「まることの世界建設」を目指して
全ての人のご分心の御開運を祈り奉る

平成29年5月号掲載

 本誌別掲の通り、欽行131年の宗忠神社御神幸(ごしんこう)が先月2日に有り難く執り行われました。とりわけ、教主様と私と宗芳の三代三人が揃って装束に身を正しておつとめできた、記念すべき御神幸となりました。この御神幸が、今から数えて66年前の昭和27年に復活なった時に掲げられたのが「世界大和(せかいたいわ)・万民和楽(ばんみんわらく)」という祈りです。戦後復興の槌音が響く中に “御神幸という祈り”が厳粛につとめられていたからこそ、6年前の東日本大震災直後にあっても、自粛という選択ではない “祈りに徹した御神幸”が正に粛々と執行されたのです。

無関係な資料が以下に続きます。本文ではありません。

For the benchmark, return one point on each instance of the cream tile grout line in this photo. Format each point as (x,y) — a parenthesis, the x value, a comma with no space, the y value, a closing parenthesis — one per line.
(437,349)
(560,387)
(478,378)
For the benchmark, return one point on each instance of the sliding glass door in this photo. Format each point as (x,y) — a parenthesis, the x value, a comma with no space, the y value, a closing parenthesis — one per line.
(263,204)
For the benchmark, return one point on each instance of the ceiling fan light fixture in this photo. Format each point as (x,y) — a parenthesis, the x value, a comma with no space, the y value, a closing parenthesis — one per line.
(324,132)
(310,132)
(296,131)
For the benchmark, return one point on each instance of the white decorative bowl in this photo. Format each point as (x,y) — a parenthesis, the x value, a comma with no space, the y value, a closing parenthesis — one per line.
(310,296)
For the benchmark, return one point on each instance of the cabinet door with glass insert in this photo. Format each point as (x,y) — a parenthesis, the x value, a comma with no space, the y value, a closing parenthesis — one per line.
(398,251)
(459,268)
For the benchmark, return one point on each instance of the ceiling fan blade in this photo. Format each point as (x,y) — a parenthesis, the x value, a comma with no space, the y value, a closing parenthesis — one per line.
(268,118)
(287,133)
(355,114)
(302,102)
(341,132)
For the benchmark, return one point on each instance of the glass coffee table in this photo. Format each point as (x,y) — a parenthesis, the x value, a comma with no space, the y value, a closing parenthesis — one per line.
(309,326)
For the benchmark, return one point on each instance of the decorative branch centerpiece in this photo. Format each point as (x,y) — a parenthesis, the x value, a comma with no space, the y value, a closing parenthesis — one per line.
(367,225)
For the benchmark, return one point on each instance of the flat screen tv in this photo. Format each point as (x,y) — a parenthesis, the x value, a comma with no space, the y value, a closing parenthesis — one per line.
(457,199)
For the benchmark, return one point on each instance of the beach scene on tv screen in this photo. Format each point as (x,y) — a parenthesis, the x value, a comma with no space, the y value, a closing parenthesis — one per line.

 私は「世界大和・万民和楽」という尊い祈りの本にある精神は、明治の頃から謳われてきた「まることの世界建設」であると思っています。

 御神詠「世の中はみな丸事のうちなればともに祈らんもとの心を」(御歌二〇二号)に示された教祖神の御教えに基づく「まることの世界建設」という理念は、平成5年(1993)に教主様から賜った「告諭 教祖神百五十年大祭を目指して」の冒頭にも掲げられています。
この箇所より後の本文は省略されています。